MrsKitty · 08/07/2009 19:17

We've got the pop up version too - DS (2.4) loves it and I also (for some inexplicable reason) find myself reading in in a very "BBC R.P." style voice.

DS's favourite line is the bit at the cafe - often when we're eating out (or even just sitting down for tea at home) he'll say "Sisigis a cips a ay-ceem!" (Sausages & chips & Ice-Cream!) - even if we're having something far more posh

yappybluedog · 08/07/2009 19:27

very amusing thread on TWCTT

here

MrsBadger · 08/07/2009 19:31

I read a brilliant interview with Judith Kerr about this

she said it was about the absolute drudgery of SAHMing with small children, where you are desperate for something, anything that's out of the ordinary to happen; where even a ring at the doorbell has infinite possibilites...

I sympathise, I must say.

saintmaybe · 08/07/2009 19:45

Beat me to the link, ybd!
And so glad it's one of the codonyms that didn't get wiped

Dh has always believed it's about the mother's adulterous affair

the big furry guy comes in and takes everything and leaves them in panic and disarray
she doesn't know what to do when she realises her mistake and how easily she gave it all away
luckily daddy comes home very magnaminous and understanding

But then my dh is weird

he also has a pathological hatred and distrust of mog

yappybluedog · 08/07/2009 21:19

whatever happened to codswallop?

MrsMattie · 08/07/2009 21:21

It's shit. Only Thomas the Wank Engine and bloody Mr Men are worse

Noonki · 08/07/2009 21:35

MrsMattie - Mr Men as the name suggests can only be read by men

LoveAndSqualor · 08/07/2009 21:38

Fascinating. I always read the tiger as symbolising post-natal depression - "the tiger" goes round wrecking the joint, preventing Mother from cooking Daddy's supper, and bathing Sophie, and then poor old long-suffering Daddy has to come home and deal with the fallout ...

Though I've heard that Judith herself is having none of the analysing, too!

AitchTwoOh · 08/07/2009 21:47

lol at mr men are only read by men. we have the same rule in our house too.

i too love peepo, couldn't agree more. the first time i read that book i cried, i found it genuinely moving.

and pmsl at the camp dad. dd1 (3) does an impression of him, loding her hat out and with her mouth hanging open, it's hilarious.

VoodoNotdoit · 08/07/2009 21:56

I always think about Where the Wild things Are too too much

AitchTwoOh · 08/07/2009 22:00

HATE where the wild things are.

saintmaybe · 08/07/2009 22:14
Smile
Horton · 08/07/2009 22:41

In our house, Mr Men are books that only children can read. So I am safe for at least a few years as DD is only two. I have a sort of sneaking worry that she might insist on reading them to me then but that's better than reading the sodding things myself.
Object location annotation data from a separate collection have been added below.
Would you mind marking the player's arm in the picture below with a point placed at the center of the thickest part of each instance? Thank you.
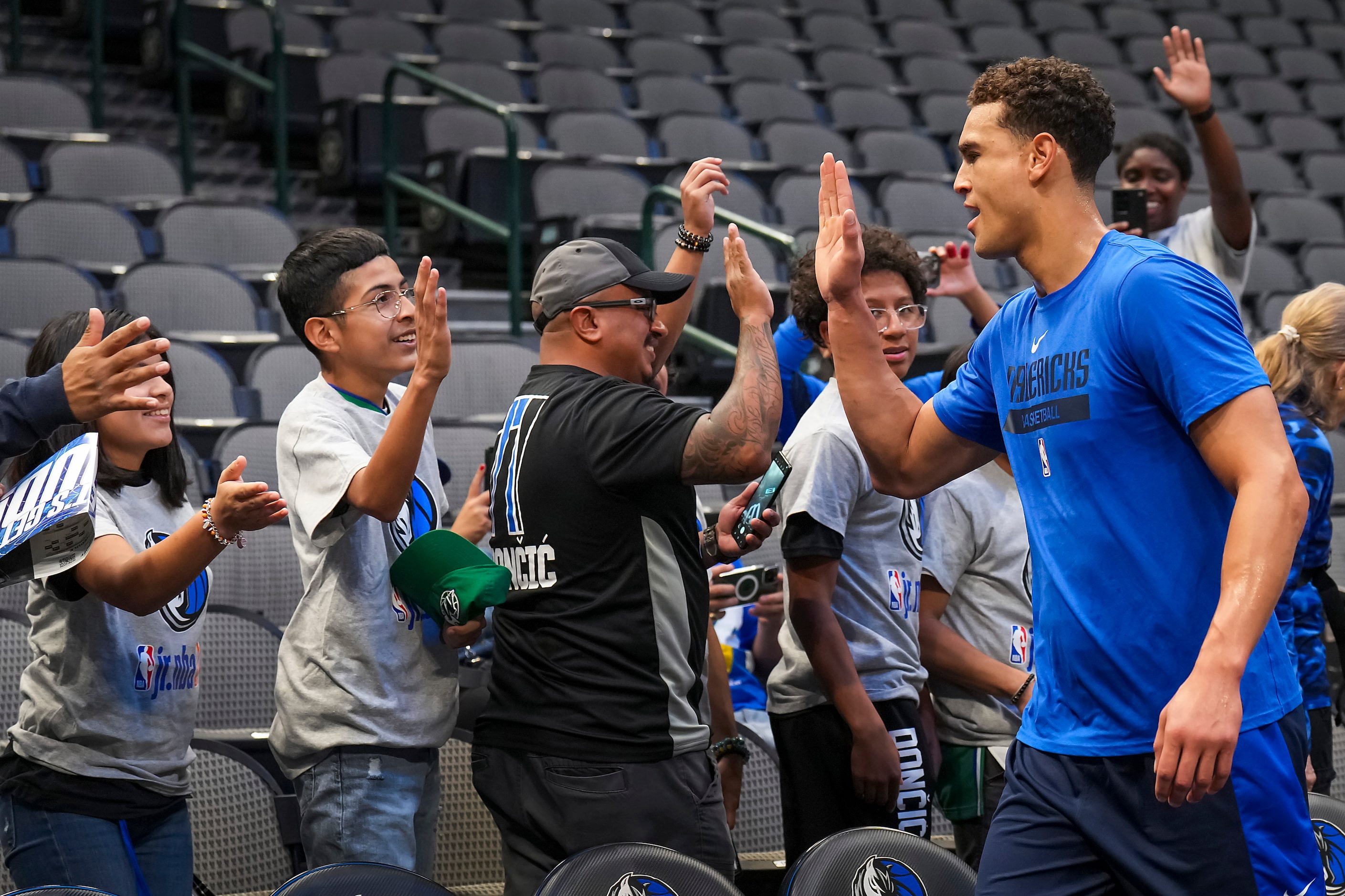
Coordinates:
(949, 656)
(1243, 443)
(1189, 85)
(703, 181)
(734, 442)
(380, 489)
(143, 582)
(875, 762)
(908, 448)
Peepo also reduces me to tears but then I am an enormous wuss.

glasjam · 09/07/2009 01:10

Ahh Peepo is so lovely isn't it? So evocative - it gave me a flashback to the fringe on the pram and I love the baby in the bath with the soap in the mug with all its night clothes warming on the stove - and grandma slaving away doing the ironing and earning her keep .

Now the Tiger who came to Tea is a fave too - my dd squeals at the "Daddy's home!" bit and I always feel a slight pang of guilt as if I must have done something wrong to be reinforcing this archetype of the breadwinner returning home and giving him his pipe and slippers. Only her own Daddy often has to make his own tea so hopefully that balances things up?!

I am confused as to the Tiger's motives - he seems so sly and then he's playing on his flute at the end and I can't help thinking he's got another agenda I don't quite understand. And I like how oblivious Sophie is to the absurdity of it all as she snuggles up with the Tiger's tail around her neck and is so totally in love with the fact that a Tiger has visited (well you would be wouldn't you?).